World weary writer Fernando (Germán Jaramillo) returns to his Medellin home after 30 years, expecting to die. Medellin has changed a great deal – for the worse. His melancholy is disturbed by love when he is introduced to Alexis (Anderson Ballesteros), a tough kid, last survivor of a street gang. Alexis carries a gun like most of his fellows, and Fernando almost gets accustomed to it as their relationship deepens. Death is a constant companion in Medellin, and when it comes to visit, Fernando is devastated. His grief is not lessened when he meets Wilmar (Juan David Restrepo), another boy just like Alexis – perhaps his reincarnation. But Wilmar has a terrible secret.

The authenticity and immediacy of this chilling story give it an unequalled atmosphere...

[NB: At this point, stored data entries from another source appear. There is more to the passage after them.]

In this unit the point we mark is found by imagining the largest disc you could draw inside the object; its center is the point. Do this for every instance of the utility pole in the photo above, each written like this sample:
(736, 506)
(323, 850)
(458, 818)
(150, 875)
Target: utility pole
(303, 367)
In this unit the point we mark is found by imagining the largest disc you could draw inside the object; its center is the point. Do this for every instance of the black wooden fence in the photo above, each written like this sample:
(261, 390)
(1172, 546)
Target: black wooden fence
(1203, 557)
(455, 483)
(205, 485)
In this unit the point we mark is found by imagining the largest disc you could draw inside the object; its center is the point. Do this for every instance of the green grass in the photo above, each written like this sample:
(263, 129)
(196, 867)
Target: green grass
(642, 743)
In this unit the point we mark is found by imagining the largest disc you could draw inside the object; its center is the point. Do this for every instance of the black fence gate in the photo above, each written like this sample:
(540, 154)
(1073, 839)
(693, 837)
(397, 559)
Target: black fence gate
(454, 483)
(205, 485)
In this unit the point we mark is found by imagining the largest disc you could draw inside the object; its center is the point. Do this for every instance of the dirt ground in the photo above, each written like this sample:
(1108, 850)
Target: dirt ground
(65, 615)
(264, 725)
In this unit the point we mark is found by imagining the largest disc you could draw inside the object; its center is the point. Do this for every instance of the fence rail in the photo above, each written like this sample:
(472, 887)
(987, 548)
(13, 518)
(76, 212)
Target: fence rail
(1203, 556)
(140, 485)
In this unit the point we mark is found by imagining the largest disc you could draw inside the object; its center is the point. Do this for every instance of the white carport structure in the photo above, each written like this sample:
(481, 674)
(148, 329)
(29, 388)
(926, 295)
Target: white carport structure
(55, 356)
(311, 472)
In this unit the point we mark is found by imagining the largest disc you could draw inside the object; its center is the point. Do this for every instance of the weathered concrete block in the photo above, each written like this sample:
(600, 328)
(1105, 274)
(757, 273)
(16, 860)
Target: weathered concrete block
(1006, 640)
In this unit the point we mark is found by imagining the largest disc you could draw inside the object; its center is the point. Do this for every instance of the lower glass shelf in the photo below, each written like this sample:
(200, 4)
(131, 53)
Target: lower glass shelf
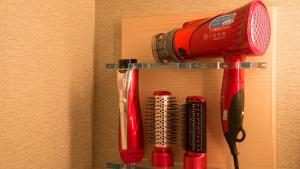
(189, 65)
(143, 165)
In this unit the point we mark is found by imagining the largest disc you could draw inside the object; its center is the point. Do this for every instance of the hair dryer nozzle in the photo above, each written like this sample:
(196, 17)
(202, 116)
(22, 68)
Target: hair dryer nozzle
(162, 47)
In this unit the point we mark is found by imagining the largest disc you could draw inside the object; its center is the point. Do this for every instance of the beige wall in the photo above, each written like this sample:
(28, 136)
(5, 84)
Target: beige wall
(46, 81)
(108, 47)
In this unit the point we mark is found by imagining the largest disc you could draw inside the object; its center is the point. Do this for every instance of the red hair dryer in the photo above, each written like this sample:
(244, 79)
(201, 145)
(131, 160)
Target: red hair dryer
(232, 35)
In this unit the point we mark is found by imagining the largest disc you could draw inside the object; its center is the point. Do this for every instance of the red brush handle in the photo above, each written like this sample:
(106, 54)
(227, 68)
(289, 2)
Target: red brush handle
(195, 160)
(133, 152)
(232, 102)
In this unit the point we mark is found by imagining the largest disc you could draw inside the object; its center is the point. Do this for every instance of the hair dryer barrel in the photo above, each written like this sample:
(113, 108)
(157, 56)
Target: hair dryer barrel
(243, 31)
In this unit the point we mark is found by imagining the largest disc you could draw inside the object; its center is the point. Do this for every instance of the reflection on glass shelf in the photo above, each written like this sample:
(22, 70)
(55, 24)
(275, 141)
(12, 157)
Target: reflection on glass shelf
(143, 165)
(189, 65)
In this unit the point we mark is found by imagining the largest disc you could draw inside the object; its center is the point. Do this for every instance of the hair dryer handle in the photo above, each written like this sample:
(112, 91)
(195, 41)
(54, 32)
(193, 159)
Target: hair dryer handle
(232, 103)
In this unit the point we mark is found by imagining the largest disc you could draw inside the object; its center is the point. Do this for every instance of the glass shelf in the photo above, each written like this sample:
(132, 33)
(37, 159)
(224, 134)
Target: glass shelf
(194, 65)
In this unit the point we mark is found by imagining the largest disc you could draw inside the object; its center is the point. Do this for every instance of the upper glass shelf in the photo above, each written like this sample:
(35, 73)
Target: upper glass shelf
(191, 65)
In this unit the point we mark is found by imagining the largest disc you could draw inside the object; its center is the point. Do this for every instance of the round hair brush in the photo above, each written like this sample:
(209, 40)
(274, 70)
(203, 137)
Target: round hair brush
(161, 126)
(195, 133)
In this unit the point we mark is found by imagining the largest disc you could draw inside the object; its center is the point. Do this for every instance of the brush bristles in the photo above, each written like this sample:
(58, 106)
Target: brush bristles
(161, 120)
(194, 127)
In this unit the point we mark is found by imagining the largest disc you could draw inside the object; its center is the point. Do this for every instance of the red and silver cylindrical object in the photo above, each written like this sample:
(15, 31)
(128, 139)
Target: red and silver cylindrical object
(131, 136)
(162, 129)
(232, 35)
(195, 133)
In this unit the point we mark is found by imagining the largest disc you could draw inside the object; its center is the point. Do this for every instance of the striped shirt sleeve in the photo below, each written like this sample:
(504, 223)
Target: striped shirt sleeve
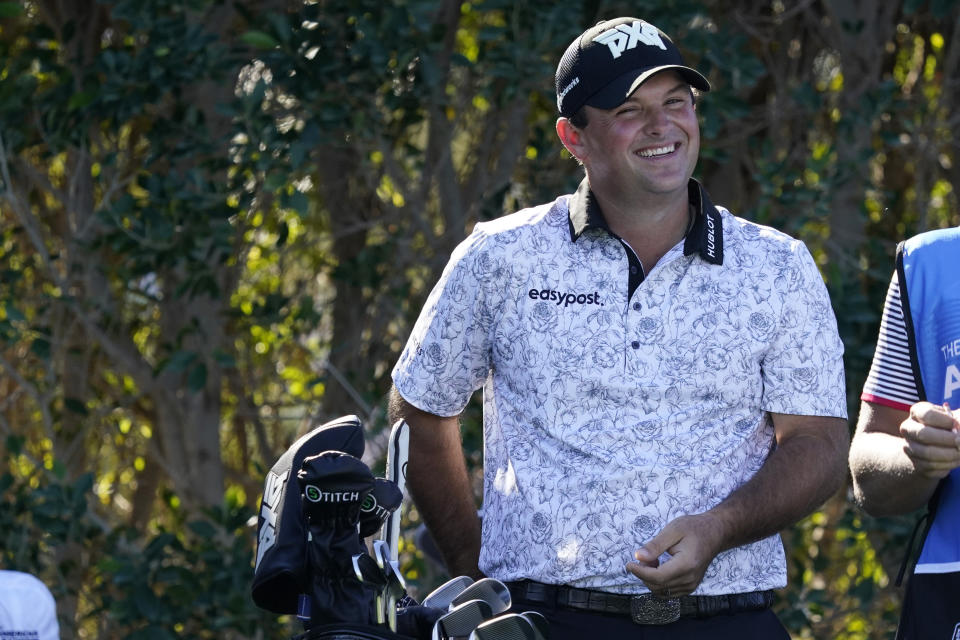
(890, 381)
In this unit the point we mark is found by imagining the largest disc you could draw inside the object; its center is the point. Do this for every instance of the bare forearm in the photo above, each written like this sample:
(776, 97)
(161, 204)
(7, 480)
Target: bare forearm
(886, 481)
(800, 475)
(438, 482)
(884, 478)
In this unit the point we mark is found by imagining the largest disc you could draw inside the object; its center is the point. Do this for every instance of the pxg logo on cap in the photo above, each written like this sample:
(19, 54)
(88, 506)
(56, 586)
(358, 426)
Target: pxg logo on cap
(607, 63)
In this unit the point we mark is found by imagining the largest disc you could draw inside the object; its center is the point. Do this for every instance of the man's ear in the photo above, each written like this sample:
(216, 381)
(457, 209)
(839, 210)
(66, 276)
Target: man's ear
(571, 137)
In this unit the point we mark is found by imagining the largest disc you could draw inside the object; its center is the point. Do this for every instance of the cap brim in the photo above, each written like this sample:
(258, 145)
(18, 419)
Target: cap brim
(616, 93)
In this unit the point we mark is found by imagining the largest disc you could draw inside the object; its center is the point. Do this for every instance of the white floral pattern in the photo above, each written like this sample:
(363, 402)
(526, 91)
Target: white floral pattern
(605, 418)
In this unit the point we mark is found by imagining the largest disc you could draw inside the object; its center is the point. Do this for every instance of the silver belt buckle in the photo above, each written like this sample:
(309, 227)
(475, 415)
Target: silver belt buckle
(649, 609)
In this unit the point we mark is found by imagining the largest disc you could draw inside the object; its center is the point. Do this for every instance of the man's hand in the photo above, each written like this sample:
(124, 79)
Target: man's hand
(932, 441)
(692, 542)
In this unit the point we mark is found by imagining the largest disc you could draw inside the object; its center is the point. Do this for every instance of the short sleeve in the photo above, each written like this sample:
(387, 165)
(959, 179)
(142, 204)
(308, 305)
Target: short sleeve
(447, 356)
(803, 371)
(891, 381)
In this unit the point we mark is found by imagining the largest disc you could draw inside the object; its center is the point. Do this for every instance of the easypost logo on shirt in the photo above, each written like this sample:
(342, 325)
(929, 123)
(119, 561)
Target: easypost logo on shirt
(628, 36)
(565, 298)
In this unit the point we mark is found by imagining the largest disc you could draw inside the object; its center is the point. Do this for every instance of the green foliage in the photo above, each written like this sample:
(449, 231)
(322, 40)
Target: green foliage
(220, 219)
(188, 582)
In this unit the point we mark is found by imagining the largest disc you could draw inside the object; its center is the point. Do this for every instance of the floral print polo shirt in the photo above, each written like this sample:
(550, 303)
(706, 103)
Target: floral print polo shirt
(613, 403)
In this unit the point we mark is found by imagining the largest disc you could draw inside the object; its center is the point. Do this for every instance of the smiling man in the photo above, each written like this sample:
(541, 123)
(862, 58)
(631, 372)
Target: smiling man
(662, 381)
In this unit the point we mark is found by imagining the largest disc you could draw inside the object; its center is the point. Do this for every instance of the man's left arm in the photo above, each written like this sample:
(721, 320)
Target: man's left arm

Fernando, a 60-year-old gay writer, returns to the city where he grew up, Medellin in Colombia, known today as the drug capital of the world. He`s lived in exile for decades; now he`s come home to a city he doesn`t recognise, a city where gang violence erupts on the streets on a daily basis, where fireworks signal the successful shipment of more drugs across the U.S. border. Fernando begins an affair with Alexis, a street kid, and at first he is shocked by the degree of violence surrounding his young companion - but, frighteningly, violence is something you become used to.

Barbet Schroeder is one of the world`s most cosmopolitan directors; born in Iran, he spent part of his childhood living in Colombia before returning to France where he became established as a producer and director. His Hollywood films have included thrillers like Single White Female and Kiss Of Death, but nothing that would prepare you for this new film, which was shot, using a digital video camera, on the dangerous streets of Medellin. The authenticity and immediacy of this chilling story give it an unequalled atmosphere; and it`s disturbing to hear that Anderson Ballesteros, who, in real life, lived much the way Alexis does in the film, went back on the streets after filming was completed. Colombian stage actor German Jaramillo lends authority to the role of the tired, resigned Fernando in this utterly real, extremely disturbing film.